Tips & Tricks

Some mandatory journalistic rules for interviews with writers

Some mandatory journalistic rules for interviews with writers
  1. Never ask writers new questions, they may not know how to answer them. The safest questions are the ones they have already answered many times in published interviews. The Internet helps you not to fall into the easy temptation of novelty, to choose only frequently repeated questions.
  2. If you do risk a new question, make it a question from private, intimate life, not from literature.
  3. Don’t read any of the books you ask about. Otherwise what’s the point of the question, right? Just don’t take a self-interview!
  4. Don’t go to the library (not even your own, if you have one). It takes up a lot of your time, and you are a busy journalist – and not with reading.

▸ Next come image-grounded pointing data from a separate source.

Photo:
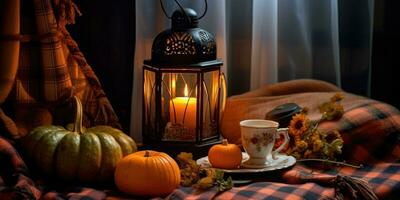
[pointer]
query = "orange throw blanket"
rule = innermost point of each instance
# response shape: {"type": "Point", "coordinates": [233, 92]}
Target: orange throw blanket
{"type": "Point", "coordinates": [304, 92]}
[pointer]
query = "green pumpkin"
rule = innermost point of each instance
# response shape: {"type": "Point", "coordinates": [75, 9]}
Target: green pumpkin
{"type": "Point", "coordinates": [77, 153]}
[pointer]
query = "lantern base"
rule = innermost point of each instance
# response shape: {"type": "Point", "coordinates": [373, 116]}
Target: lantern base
{"type": "Point", "coordinates": [174, 148]}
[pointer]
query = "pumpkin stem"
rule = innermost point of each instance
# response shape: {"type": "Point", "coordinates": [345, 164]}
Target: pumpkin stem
{"type": "Point", "coordinates": [78, 116]}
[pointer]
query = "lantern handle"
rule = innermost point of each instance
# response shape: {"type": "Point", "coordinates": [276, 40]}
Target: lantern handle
{"type": "Point", "coordinates": [181, 7]}
{"type": "Point", "coordinates": [224, 96]}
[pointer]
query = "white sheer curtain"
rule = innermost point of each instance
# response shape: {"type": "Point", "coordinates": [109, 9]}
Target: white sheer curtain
{"type": "Point", "coordinates": [267, 41]}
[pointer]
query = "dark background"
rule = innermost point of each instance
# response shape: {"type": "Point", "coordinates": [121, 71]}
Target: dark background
{"type": "Point", "coordinates": [106, 35]}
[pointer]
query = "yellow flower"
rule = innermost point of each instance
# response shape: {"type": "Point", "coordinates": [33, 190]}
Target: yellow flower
{"type": "Point", "coordinates": [298, 125]}
{"type": "Point", "coordinates": [317, 145]}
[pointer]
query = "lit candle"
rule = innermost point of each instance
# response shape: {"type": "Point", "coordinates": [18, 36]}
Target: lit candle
{"type": "Point", "coordinates": [180, 104]}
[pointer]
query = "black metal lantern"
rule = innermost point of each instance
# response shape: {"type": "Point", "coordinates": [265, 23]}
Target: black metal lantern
{"type": "Point", "coordinates": [183, 88]}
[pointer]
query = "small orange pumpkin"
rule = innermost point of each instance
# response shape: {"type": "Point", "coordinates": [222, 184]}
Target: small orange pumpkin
{"type": "Point", "coordinates": [147, 173]}
{"type": "Point", "coordinates": [225, 156]}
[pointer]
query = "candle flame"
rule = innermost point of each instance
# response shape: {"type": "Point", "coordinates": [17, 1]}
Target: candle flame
{"type": "Point", "coordinates": [186, 92]}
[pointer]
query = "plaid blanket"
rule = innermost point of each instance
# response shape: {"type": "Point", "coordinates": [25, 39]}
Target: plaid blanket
{"type": "Point", "coordinates": [371, 137]}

  5. Great, great care with the title: lest it represent the author! The more you falsify the author with the headline, the better! You are creative. If the writer suggests another title, say that the bosses have already decided and there’s nothing more to be done.
  6. Use only wikipedia for the presentation. What does it matter that the author has repeatedly distanced himself from some things there, you don’t have time to see whose side is right.

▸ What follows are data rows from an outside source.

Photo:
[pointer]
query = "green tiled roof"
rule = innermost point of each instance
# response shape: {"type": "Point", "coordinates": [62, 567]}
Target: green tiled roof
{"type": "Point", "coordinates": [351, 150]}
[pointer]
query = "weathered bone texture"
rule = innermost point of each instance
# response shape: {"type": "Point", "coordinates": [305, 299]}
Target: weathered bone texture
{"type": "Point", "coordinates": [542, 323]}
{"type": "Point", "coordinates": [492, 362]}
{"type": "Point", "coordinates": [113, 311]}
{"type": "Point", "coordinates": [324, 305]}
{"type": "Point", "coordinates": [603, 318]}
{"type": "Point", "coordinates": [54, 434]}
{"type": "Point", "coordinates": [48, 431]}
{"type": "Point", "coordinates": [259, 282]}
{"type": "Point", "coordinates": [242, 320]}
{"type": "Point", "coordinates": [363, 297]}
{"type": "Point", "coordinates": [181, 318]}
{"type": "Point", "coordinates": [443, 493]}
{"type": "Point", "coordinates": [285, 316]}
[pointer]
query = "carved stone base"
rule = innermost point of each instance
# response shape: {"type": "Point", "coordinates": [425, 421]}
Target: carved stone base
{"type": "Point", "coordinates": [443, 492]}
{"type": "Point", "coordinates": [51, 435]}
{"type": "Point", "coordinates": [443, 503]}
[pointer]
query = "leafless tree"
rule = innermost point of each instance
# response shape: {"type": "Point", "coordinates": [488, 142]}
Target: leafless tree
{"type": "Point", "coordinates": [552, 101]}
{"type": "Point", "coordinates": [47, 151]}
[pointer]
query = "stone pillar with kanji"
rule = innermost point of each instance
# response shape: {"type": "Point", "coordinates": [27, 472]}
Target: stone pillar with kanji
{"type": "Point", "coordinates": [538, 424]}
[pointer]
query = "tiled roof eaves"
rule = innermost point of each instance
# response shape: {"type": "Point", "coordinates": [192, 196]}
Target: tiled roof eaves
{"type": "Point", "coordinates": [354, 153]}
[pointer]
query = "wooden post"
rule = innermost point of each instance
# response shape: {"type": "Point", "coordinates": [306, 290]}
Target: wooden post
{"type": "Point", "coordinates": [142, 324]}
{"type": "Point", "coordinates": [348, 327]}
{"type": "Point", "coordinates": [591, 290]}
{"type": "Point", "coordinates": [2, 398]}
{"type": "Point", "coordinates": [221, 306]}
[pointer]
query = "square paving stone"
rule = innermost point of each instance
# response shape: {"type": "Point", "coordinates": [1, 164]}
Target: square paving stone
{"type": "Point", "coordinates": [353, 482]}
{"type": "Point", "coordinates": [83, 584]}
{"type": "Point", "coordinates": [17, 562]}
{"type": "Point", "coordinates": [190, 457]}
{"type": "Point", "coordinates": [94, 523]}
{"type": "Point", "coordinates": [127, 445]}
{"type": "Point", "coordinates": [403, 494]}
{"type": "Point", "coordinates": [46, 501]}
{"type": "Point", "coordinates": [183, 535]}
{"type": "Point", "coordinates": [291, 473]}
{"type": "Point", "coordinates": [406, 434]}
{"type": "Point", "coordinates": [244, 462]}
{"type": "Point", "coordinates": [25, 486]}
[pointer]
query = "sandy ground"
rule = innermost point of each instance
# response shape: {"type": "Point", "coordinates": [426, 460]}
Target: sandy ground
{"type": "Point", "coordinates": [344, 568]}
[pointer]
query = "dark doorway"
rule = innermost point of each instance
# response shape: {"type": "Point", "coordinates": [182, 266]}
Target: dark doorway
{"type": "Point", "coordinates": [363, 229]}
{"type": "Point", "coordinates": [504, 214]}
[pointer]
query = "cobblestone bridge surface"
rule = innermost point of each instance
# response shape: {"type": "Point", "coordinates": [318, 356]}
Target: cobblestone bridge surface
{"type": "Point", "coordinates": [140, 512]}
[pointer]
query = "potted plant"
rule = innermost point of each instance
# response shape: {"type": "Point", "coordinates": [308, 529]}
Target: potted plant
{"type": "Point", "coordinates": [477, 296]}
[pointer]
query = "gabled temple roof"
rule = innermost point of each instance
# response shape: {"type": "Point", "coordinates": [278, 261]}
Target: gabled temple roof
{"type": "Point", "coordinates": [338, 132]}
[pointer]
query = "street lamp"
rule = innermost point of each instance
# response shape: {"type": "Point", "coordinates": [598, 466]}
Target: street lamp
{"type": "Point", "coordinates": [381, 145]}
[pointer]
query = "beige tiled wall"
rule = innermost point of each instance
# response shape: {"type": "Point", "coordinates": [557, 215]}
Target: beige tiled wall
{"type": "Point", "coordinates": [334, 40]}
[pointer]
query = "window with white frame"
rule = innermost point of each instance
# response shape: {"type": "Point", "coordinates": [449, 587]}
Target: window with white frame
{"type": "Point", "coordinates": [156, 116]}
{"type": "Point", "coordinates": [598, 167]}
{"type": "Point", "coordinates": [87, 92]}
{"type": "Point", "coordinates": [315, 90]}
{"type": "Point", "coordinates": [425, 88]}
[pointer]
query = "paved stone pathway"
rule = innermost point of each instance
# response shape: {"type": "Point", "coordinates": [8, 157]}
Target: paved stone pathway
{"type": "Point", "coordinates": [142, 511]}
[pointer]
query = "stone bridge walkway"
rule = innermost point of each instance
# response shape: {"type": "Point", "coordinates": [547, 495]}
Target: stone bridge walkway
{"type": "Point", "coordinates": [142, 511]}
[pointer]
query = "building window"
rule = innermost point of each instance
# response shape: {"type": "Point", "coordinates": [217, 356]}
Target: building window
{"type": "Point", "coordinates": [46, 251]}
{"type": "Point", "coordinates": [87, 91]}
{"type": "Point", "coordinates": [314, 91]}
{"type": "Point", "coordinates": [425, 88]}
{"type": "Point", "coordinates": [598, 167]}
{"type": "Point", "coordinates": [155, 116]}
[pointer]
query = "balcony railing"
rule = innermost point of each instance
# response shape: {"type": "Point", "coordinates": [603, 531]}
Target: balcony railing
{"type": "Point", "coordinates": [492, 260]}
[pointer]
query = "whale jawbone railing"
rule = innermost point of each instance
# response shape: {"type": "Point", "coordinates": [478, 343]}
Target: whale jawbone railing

  7. In the caption you necessarily mention the age of the writer, especially if it is a woman. If she’s over 35 (mezzo del cammin) you’ll make her happy from the start.

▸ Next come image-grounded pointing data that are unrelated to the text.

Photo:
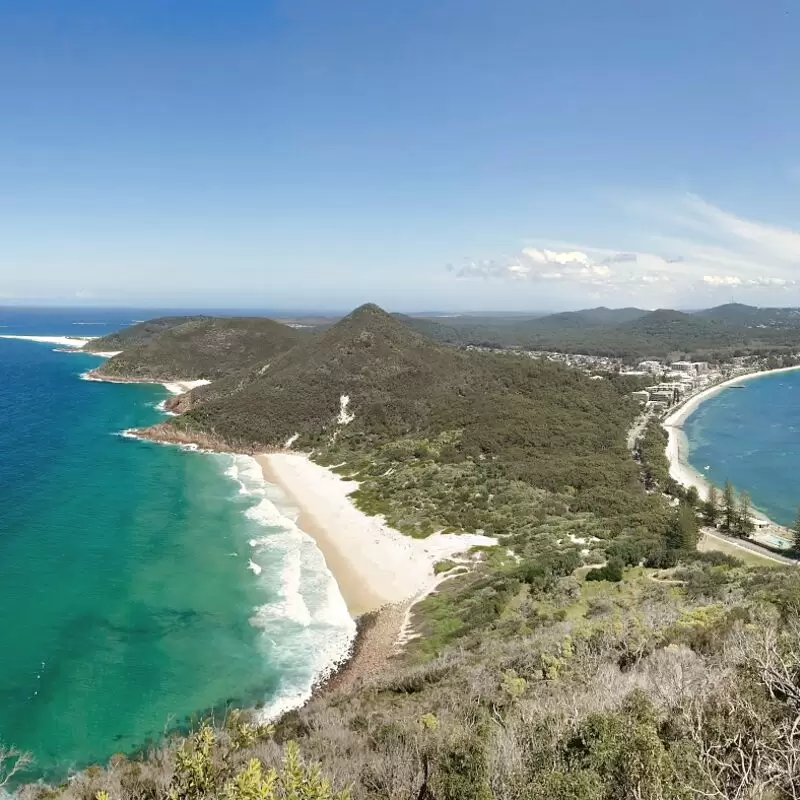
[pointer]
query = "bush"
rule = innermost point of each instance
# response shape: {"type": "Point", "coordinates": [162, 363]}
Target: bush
{"type": "Point", "coordinates": [610, 572]}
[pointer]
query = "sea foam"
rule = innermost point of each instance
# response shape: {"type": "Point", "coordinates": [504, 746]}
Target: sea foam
{"type": "Point", "coordinates": [307, 628]}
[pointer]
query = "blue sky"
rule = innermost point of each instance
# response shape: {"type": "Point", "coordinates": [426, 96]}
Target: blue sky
{"type": "Point", "coordinates": [447, 154]}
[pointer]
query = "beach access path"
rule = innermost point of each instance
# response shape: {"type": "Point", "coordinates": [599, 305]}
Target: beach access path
{"type": "Point", "coordinates": [682, 471]}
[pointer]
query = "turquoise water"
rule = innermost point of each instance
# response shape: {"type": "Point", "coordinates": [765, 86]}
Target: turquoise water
{"type": "Point", "coordinates": [751, 437]}
{"type": "Point", "coordinates": [128, 587]}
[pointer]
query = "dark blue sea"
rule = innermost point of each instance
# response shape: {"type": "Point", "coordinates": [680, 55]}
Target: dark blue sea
{"type": "Point", "coordinates": [141, 585]}
{"type": "Point", "coordinates": [751, 437]}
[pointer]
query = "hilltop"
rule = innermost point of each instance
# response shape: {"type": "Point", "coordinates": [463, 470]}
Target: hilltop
{"type": "Point", "coordinates": [371, 382]}
{"type": "Point", "coordinates": [193, 348]}
{"type": "Point", "coordinates": [594, 655]}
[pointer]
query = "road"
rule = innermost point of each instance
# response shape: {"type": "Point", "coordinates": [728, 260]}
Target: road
{"type": "Point", "coordinates": [745, 544]}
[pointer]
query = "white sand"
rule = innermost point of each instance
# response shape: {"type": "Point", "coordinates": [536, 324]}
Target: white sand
{"type": "Point", "coordinates": [391, 566]}
{"type": "Point", "coordinates": [181, 387]}
{"type": "Point", "coordinates": [61, 341]}
{"type": "Point", "coordinates": [678, 445]}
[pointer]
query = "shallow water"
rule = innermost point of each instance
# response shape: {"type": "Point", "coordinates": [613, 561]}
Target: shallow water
{"type": "Point", "coordinates": [751, 437]}
{"type": "Point", "coordinates": [140, 584]}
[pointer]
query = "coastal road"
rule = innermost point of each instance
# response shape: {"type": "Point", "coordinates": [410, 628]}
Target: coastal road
{"type": "Point", "coordinates": [712, 536]}
{"type": "Point", "coordinates": [637, 429]}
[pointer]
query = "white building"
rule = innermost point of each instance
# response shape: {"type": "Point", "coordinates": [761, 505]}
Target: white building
{"type": "Point", "coordinates": [682, 366]}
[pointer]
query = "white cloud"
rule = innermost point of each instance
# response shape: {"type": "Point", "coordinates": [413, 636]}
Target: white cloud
{"type": "Point", "coordinates": [722, 280]}
{"type": "Point", "coordinates": [689, 244]}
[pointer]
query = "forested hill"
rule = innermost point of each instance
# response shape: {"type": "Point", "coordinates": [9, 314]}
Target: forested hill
{"type": "Point", "coordinates": [630, 332]}
{"type": "Point", "coordinates": [193, 348]}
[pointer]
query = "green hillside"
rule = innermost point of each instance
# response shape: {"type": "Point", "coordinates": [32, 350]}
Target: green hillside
{"type": "Point", "coordinates": [193, 348]}
{"type": "Point", "coordinates": [594, 655]}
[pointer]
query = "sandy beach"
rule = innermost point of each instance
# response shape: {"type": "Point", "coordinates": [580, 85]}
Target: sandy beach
{"type": "Point", "coordinates": [678, 445]}
{"type": "Point", "coordinates": [374, 565]}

  8. As many embarrassing personal remarks as possible! This isn’t Alice in Wonderland, when even children knew the rule: You should learn not to make personal remarks, Alice said with some severity; it’s very rude. In journalism things are the other way round. And if you don’t know such details, you can always make them up.
  9. Don’t forget to use a combination of wooden language, clichés and words as “literary” as possible (preferably Sadovenian) in your screed.
  10. Ask the interviewee to reply within three days, even if you know you will publish the interview in three months’ time. The writer is at the journalist’s disposal. Let him say thanks for your attention!
  11.  Break everything the interviewee asked you not to do. Once the interview is published, there’s nothing more he can say.
  12. Read the answers diagonally. After all, your responsibility is for the questions, and these, as I said, are already checked in other interviews.
  13. No feedback! This is an essential rule. What’s the point of investing time and effort in thanks and impressions if you’ve done your job?

PS: I only dedicate these rules to pseudo-journalists. Fortunately there are real journalists who are a pleasure to talk to. I have thus just had consistent and stimulating discussions with very many of them.